Sunday mornings were special, as always. Sharing worship in the Loudon church is always deeply moving and sitting in the side pews with my deaf students brings such joy and peace — even as I struggle to accurately sign a hymn or sermon for them. The morning we all signed “Kumbaya” as the congregation sang, I thought my heart would burst with joy! Often I am the lone msungu at the English service but never feel alone. The “warm heart of Africa” surrounds me figuratively and literally. Malawi is home.

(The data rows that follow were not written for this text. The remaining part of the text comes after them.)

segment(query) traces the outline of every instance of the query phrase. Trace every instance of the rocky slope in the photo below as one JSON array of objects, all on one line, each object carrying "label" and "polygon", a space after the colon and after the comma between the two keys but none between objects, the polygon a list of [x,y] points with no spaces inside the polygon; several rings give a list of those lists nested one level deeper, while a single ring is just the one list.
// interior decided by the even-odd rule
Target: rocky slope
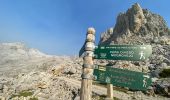
[{"label": "rocky slope", "polygon": [[[99,45],[111,44],[149,44],[153,52],[144,62],[110,61],[113,67],[134,71],[149,72],[155,81],[155,93],[170,96],[170,31],[165,20],[158,14],[142,9],[134,4],[117,17],[115,27],[102,33]],[[108,62],[105,62],[108,63]],[[165,72],[166,77],[160,73]],[[169,71],[169,72],[168,72]]]}]

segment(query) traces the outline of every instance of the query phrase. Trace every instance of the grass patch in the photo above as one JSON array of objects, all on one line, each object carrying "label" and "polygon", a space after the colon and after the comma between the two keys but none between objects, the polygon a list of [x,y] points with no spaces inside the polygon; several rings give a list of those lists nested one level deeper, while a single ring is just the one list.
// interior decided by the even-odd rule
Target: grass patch
[{"label": "grass patch", "polygon": [[15,97],[27,97],[27,96],[32,96],[33,95],[33,92],[30,92],[30,91],[22,91],[22,92],[19,92],[18,94],[16,95],[12,95],[11,98],[15,98]]},{"label": "grass patch", "polygon": [[34,98],[30,98],[30,100],[38,100],[38,98],[35,98],[35,97],[34,97]]},{"label": "grass patch", "polygon": [[163,71],[159,74],[161,78],[170,77],[170,69],[163,69]]}]

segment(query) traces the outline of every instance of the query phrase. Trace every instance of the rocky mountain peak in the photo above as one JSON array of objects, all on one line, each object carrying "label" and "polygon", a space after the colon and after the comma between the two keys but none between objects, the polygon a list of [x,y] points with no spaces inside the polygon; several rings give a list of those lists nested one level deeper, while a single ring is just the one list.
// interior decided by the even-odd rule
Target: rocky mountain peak
[{"label": "rocky mountain peak", "polygon": [[[99,44],[150,44],[155,39],[167,40],[169,33],[160,15],[135,3],[117,16],[115,27],[102,33]],[[169,40],[165,42],[169,43]]]}]

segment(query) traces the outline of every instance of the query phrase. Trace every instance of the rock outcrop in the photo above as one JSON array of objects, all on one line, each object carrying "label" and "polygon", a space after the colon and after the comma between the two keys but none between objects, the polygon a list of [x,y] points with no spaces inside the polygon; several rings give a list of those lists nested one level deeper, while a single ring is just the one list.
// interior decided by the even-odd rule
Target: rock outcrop
[{"label": "rock outcrop", "polygon": [[169,44],[168,34],[166,22],[160,15],[136,3],[126,13],[118,15],[115,27],[102,33],[99,44]]},{"label": "rock outcrop", "polygon": [[[132,5],[127,12],[118,15],[114,28],[109,28],[102,33],[99,45],[112,44],[151,45],[152,55],[144,62],[111,61],[109,63],[112,63],[113,67],[118,66],[119,68],[127,63],[126,69],[149,72],[153,80],[158,79],[156,86],[166,90],[166,95],[170,94],[170,83],[163,84],[159,80],[162,70],[170,69],[170,31],[160,15],[142,9],[137,3]],[[168,79],[170,80],[170,78]],[[164,80],[161,81],[164,82]],[[159,89],[155,91],[160,91]]]}]

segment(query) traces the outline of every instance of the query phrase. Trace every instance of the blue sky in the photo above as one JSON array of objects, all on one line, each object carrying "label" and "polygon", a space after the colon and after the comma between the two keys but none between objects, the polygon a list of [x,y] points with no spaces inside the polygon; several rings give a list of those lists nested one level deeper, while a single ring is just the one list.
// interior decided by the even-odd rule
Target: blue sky
[{"label": "blue sky", "polygon": [[0,0],[0,42],[23,42],[47,54],[78,55],[88,27],[100,34],[138,2],[170,26],[170,0]]}]

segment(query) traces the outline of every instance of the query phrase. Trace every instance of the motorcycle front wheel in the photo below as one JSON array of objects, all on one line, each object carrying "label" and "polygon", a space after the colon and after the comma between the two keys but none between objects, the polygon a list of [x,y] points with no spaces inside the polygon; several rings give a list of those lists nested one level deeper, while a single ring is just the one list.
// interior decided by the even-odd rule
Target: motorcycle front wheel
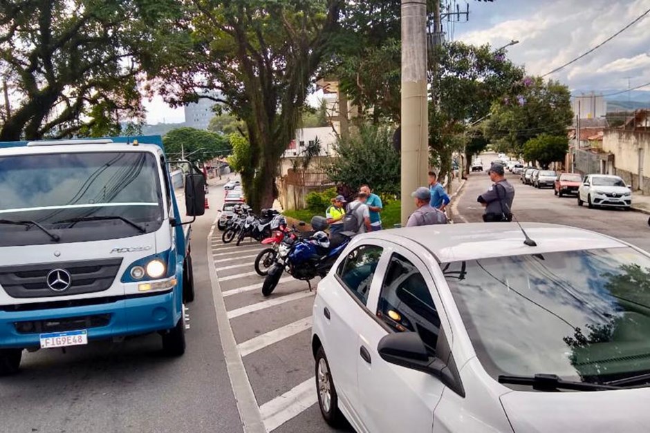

There must be words better than “pride” and “joy” to describe a visit I made with headteacher Mr. Hara to one of our former students. Fannie was one of the charter class at the school and in September 2012 began her year of student teaching at Emphangweni, which is about 4 km from Embangweni along the Jenda road. At the end of her first week, the school headmaster called to tell us “Fannie can’t do this. She must leave.” Fighting words to a dedicated headteacher and msungu gogo! We know Fannie. Fannie can do anything she makes up her mind to do. A week slipped by before we were able to rent a car and get out to her school. We found Fannie at work in her classroom of 71 hearing students — Standard 4, learning Chewa. She was, by then, well settled into the job and we were seeing the Fannie we expected: a young woman poised, confident and leading a class that didn’t seem to know or care that she is deaf. I asked her, as we corrected lesson books together, if back in preschool or even Standard 8 she had ever dreamed of this time. With tears in her eyes, she replied “No, never.” Marion Medical Mission can be proud of its part in providing a school where students like Fannie can learn and dream and move forward in life.
Seven weeks in Malawi — but not one shallow well installed. Dinners out—conversations in English and Tumbuka—so many friends old and new to greet each day—handshakes followed by hugs when I finish teaching in Preschool 2—laughter—singing together—praying together—a hundred questions answered about America—a thank-you note from a young man in Standard 6—dancing—signing—sharing a Coke at day’s end—worshiping the One God in Malawi and in America. Preaching on almost a moment’s notice at Loudon congregation. But not one single, solitary shallow well installation! Maybe next year.